High school swim team stoked for first strokes of season

Medals made of pieces from the Eiffel Tower may not be up for grabs in Southeast Alaska, but the Wrangell High School swim team is just as motivated as ever.

Another swim season is underway as practices began earlier this month. The team trains five days a week and will travel to its first meet of the season in Petersburg on Sept. 6.

For Jamie Roberts, the team's head coach, the upcoming season has some sentimental value.

After eight years on the job, this season will be her last. Roberts founded the high school swim program and has also coached the K-12 club team for over a decade.

A staple synonymous with Wrangell swimming, Roberts can't help but be excited for what this year has to offer. The team returns five swimmers from last year - including senior Anika Herman - and two freshmen making their debuts at the high school level, both of whom have been impressive in preseason, she said.

With many swimmers working their summer jobs, getting a full team to the preseason training is difficult, according to Roberts. But once everyone is in the pool, she expects to have a team of six to eight swimmers. The school district requires a minimum of six swimmers in order for the team to receive funding.

Meets are scheduled for every other week, and the Wolves will travel to Ketchikan, Juneau and Sitka after the initial meet in Petersburg.

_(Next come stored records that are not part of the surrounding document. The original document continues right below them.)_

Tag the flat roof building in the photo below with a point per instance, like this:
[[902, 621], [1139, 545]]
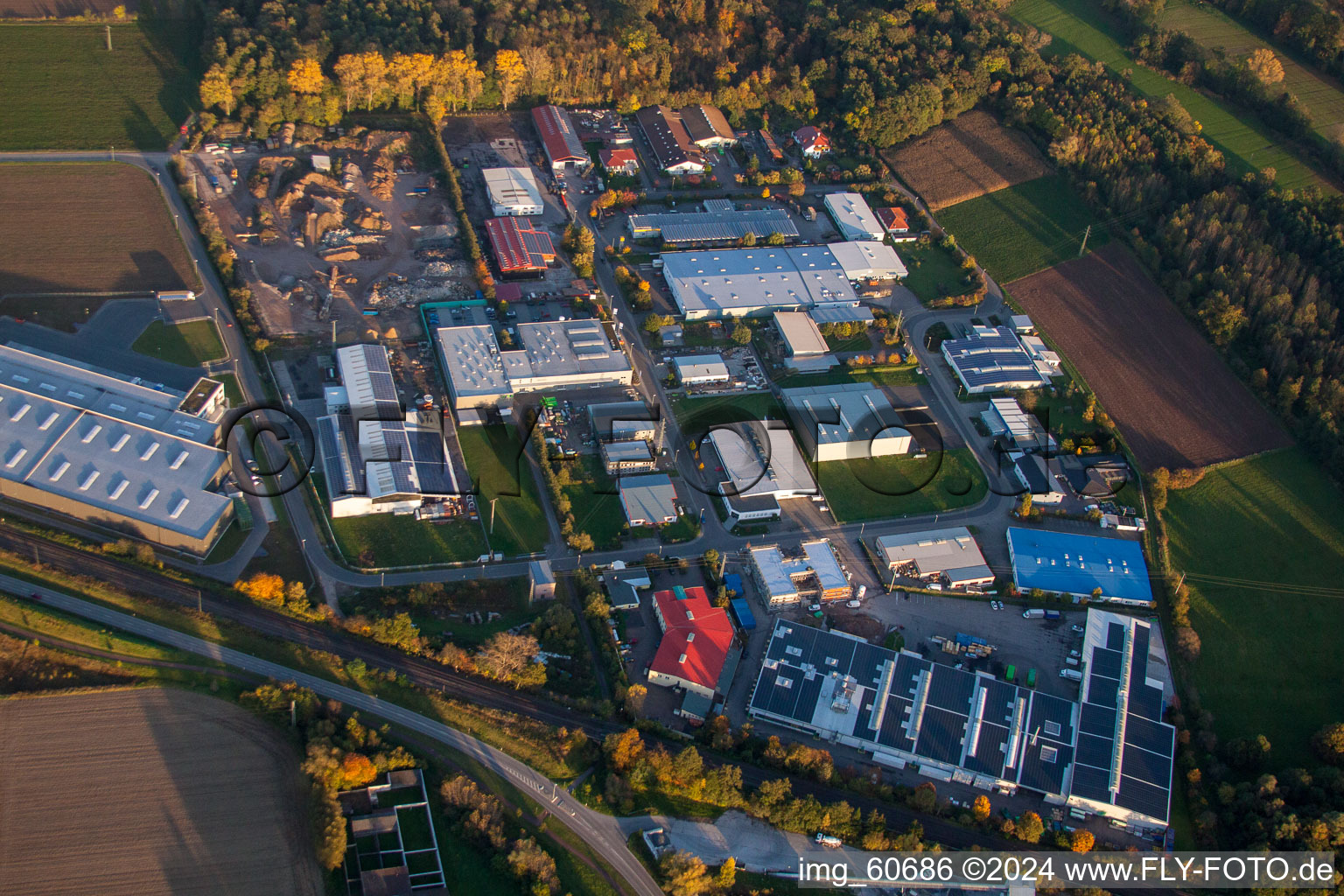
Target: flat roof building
[[696, 652], [648, 500], [845, 422], [992, 360], [562, 145], [712, 226], [694, 369], [735, 283], [949, 556], [519, 248], [852, 216], [512, 191], [554, 355], [815, 574], [1078, 564], [110, 451], [1123, 766]]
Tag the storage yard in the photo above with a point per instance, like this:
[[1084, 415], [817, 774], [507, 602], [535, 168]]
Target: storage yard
[[967, 158], [70, 228], [1172, 396], [145, 793]]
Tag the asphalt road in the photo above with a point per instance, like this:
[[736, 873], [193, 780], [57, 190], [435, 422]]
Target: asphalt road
[[601, 832]]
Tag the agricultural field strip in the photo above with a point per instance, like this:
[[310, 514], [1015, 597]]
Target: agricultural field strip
[[598, 830]]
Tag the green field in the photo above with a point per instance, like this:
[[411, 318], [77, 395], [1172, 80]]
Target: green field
[[191, 344], [905, 485], [1210, 27], [1270, 659], [1080, 25], [499, 471], [60, 89], [1025, 228], [393, 540]]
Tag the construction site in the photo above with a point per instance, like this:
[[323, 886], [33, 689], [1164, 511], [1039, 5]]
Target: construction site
[[336, 231]]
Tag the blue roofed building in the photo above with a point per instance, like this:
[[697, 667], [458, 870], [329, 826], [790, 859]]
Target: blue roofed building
[[1075, 564]]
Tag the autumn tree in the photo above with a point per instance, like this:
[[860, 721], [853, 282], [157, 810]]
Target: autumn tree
[[508, 74]]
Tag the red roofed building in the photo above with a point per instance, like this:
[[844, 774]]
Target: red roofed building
[[519, 248], [894, 220], [620, 161], [812, 141], [696, 652]]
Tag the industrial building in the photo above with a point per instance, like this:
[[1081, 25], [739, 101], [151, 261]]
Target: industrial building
[[950, 556], [554, 355], [624, 421], [519, 248], [993, 360], [852, 216], [676, 153], [1019, 429], [374, 457], [907, 710], [1123, 763], [113, 451], [512, 191], [626, 457], [697, 650], [845, 422], [648, 500], [1080, 564], [697, 369], [727, 226], [562, 145], [812, 575]]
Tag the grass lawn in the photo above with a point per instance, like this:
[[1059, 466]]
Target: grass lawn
[[934, 271], [402, 540], [1270, 659], [1025, 228], [900, 485], [60, 89], [1210, 27], [191, 344], [594, 502], [494, 457], [1081, 25]]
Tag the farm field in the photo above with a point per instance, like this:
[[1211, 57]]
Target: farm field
[[1270, 662], [1025, 228], [150, 792], [84, 228], [60, 89], [190, 344], [1175, 401], [1082, 27], [942, 481], [1211, 27], [967, 158], [496, 464]]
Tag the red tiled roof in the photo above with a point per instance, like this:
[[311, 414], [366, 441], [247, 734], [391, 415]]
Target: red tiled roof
[[894, 220], [695, 630]]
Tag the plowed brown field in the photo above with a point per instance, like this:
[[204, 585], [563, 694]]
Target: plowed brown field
[[967, 158], [1175, 401], [138, 793]]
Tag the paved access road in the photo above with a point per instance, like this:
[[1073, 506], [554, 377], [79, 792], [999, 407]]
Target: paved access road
[[601, 832]]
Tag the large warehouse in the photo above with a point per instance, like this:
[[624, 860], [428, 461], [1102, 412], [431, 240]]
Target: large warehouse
[[113, 451], [845, 422], [375, 459], [554, 355], [992, 360], [950, 556], [1080, 564], [512, 191]]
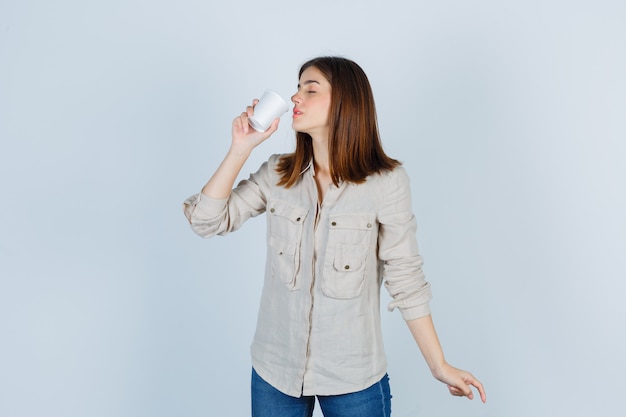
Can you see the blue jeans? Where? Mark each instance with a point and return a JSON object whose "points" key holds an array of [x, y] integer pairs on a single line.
{"points": [[267, 401]]}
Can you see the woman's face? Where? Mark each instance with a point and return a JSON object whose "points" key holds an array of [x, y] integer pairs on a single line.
{"points": [[312, 104]]}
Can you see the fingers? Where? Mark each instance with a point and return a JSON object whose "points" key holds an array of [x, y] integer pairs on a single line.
{"points": [[463, 387], [476, 383], [240, 123]]}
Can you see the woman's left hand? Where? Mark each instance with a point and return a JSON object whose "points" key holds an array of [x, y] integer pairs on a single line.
{"points": [[460, 382]]}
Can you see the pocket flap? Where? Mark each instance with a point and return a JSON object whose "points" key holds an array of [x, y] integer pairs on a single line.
{"points": [[352, 221], [348, 264]]}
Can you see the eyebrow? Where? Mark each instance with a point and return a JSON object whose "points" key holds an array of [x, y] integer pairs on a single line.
{"points": [[309, 82]]}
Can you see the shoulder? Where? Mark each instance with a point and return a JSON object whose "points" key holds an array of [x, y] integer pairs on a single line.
{"points": [[392, 178]]}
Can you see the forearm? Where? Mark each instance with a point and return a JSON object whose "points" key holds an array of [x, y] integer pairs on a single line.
{"points": [[221, 183], [425, 335]]}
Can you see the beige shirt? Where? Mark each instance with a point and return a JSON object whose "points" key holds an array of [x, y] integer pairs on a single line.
{"points": [[318, 329]]}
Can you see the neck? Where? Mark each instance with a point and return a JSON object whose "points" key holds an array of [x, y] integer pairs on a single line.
{"points": [[320, 156]]}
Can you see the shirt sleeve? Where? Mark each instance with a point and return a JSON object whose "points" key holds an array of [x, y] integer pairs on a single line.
{"points": [[212, 216], [397, 249]]}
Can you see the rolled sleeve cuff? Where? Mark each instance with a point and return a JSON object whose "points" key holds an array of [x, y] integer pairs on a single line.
{"points": [[200, 206], [412, 313]]}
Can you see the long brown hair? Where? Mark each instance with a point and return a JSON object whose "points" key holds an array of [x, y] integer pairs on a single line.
{"points": [[354, 146]]}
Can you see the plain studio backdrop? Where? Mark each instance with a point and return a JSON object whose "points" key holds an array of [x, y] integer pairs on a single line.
{"points": [[509, 117]]}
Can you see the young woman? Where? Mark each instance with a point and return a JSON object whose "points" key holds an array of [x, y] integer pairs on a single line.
{"points": [[340, 225]]}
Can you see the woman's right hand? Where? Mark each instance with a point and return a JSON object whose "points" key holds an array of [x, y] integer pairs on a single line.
{"points": [[244, 137]]}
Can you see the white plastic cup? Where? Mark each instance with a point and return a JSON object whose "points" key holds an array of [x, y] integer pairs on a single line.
{"points": [[271, 106]]}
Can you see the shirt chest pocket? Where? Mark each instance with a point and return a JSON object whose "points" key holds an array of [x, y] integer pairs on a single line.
{"points": [[286, 224], [349, 240]]}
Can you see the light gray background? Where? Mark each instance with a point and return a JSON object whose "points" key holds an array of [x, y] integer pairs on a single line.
{"points": [[509, 117]]}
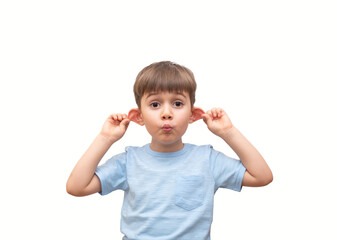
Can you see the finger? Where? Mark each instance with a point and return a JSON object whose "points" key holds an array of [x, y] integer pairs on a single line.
{"points": [[214, 112], [125, 122], [206, 117], [114, 117]]}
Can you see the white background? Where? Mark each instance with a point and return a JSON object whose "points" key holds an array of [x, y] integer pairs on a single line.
{"points": [[66, 65]]}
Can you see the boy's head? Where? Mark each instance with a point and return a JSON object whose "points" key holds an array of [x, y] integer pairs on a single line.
{"points": [[164, 76]]}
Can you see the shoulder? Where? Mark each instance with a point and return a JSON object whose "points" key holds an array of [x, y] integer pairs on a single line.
{"points": [[200, 148]]}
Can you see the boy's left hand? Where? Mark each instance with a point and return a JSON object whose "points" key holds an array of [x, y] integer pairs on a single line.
{"points": [[217, 121]]}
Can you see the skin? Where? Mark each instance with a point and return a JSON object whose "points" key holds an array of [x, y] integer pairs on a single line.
{"points": [[166, 117]]}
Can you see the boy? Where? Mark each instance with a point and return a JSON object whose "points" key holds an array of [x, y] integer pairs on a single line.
{"points": [[169, 186]]}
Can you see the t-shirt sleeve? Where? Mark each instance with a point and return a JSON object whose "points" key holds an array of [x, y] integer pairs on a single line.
{"points": [[227, 172], [112, 174]]}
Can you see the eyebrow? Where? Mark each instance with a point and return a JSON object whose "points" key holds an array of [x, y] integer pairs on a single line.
{"points": [[156, 93]]}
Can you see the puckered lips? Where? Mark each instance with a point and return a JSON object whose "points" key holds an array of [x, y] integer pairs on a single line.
{"points": [[167, 128]]}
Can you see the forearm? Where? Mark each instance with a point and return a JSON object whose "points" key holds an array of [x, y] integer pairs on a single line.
{"points": [[84, 170], [254, 163]]}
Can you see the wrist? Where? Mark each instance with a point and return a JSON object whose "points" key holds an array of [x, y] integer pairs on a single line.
{"points": [[106, 138], [228, 133]]}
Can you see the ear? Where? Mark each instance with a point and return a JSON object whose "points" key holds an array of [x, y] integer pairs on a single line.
{"points": [[135, 116], [196, 114]]}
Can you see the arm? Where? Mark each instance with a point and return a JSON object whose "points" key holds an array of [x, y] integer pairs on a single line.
{"points": [[82, 180], [257, 171]]}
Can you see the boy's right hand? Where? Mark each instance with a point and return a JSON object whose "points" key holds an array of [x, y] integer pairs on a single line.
{"points": [[115, 126]]}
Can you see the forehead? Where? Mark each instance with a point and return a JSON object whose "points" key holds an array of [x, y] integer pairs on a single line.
{"points": [[165, 94]]}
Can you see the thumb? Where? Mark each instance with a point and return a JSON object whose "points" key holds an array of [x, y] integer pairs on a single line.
{"points": [[125, 122], [206, 117]]}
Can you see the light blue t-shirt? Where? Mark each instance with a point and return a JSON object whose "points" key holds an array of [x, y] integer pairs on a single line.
{"points": [[169, 196]]}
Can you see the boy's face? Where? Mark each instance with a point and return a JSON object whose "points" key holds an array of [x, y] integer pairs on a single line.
{"points": [[166, 116]]}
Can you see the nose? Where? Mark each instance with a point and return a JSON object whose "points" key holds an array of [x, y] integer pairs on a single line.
{"points": [[166, 113]]}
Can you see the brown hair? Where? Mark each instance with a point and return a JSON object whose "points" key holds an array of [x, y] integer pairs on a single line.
{"points": [[164, 76]]}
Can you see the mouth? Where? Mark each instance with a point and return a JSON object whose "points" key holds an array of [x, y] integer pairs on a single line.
{"points": [[167, 128]]}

Petersburg will also host the Southeast championships in early November. If any Wrangell swimmers qualify for state, they will travel to Anchorage a week later.

While some coaches may be consumed by a fervent obsession of final finishes and race results, Roberts champions individual improvement above all else. If you swim for Roberts and you finish last but your 200-yard freestyle time improved by half a second, that's a win in her book.

"What I like to see across a season is improvement over the course of the season," Roberts said. "Both in individual times but also in technique."

The challenges of the swim season are not limited to what happens in the pool. On away trips, other schools' classrooms often become the swimmers' bedrooms, resting their heads on the floors of history classrooms rather than hotel pillows. At home, practice availability is synonymous with lifeguard availability, a circumstance further made fraught by recent budget cuts to the parks and recreation department.

And yet, Roberts and the team are making the most of it, stroke by stroke, kick by kick, lap by lap - always striving to improve.